Таля поспешила ответить:

— Я по делу к Николаю Платоновичу, по поручению от г-жи Накатовой.

— А-а, — протянула Зина.

«Близкая ему женщина… верно, та самая, — промелькнуло в голове Тали, — надо скорее успокоить ее, бедняжку».

— Николай Платонович был женихом г-жи Накатовой, но теперь они разошлись. Вот Екатерина Антоновна и просила меня переговорить с ним о некоторых делах. Вы понимаете, после разрыва лично разговаривать как-то неловко, — сказала Таля беззаботным тоном.

Наступило молчание.

Таля смотрела в окно на падающие снежинки, которые летели, белые и чистые, и тут же на панели исчезали в грязи.

Она чувствовала, что рядом с ней в этой темноватой, высокой комнате есть существо, которое страдает, которое почти в агонии, и Таля сама страдала в эту минуту.

Она повернула голову и сказала тихо:

— Посмотрите, какие красивые снежинки, и как жалко, что они тают в грязи. У меня есть маленький братишка, ему всегда хотелось «поймать снежиночку и посадить ее в клеточку». Поймает ее, и, пока несет домой в кулачонке, она, конечно, растает, а он в слезы. Я и придумала: сделала из проволоки маленькую клеточку в квадратный вершок, я очень хорошо из проволоки разные безделушки делаю, поймала туда снежинку и показываю ему. «Понесем, Таля, домой», — говорит.

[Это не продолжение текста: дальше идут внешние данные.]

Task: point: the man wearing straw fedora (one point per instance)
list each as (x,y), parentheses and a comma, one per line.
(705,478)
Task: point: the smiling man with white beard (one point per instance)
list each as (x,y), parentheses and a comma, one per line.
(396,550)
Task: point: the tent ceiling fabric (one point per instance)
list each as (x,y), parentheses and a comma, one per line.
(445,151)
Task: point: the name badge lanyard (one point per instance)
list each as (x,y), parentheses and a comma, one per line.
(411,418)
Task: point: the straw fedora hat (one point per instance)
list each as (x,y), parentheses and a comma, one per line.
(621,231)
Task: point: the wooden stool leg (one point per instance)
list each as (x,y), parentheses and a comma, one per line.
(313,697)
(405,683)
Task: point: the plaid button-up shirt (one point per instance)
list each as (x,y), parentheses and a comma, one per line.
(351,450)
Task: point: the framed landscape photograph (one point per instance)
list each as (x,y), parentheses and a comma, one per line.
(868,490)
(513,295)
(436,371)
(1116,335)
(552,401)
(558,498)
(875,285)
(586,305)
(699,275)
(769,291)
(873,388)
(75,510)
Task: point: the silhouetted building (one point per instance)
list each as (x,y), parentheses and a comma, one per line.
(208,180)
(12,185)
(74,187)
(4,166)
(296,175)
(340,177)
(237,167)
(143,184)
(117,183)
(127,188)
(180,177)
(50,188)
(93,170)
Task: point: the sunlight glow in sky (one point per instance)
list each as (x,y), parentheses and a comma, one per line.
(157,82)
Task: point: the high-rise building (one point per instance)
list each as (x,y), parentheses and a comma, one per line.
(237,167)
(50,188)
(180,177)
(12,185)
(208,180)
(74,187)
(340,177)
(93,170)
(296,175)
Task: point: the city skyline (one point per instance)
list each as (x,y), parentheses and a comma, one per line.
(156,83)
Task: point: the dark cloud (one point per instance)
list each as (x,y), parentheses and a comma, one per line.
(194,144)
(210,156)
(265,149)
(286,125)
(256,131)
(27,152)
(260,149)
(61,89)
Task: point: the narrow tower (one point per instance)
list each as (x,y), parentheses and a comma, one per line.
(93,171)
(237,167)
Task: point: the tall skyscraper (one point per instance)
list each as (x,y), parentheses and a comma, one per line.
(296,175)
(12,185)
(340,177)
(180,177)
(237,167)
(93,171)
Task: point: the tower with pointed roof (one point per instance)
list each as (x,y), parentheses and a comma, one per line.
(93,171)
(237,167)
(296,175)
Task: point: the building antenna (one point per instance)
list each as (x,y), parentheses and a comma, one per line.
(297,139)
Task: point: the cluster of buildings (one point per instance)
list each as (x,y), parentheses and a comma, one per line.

А я отвечаю: «Нельзя, дома растает». — «И в клеточке растает?» — «Растает». Он голову опустил и говорит: «Если их, снежинок, нельзя приручить, так уж не надо и мучить. Помнишь, волков хотели приручить? Они хирели, хирели и околели, верно, и снежинки в неволе околевают». Какие странные мысли детям приходят иногда, взрослый и не додумается. Не правда ли?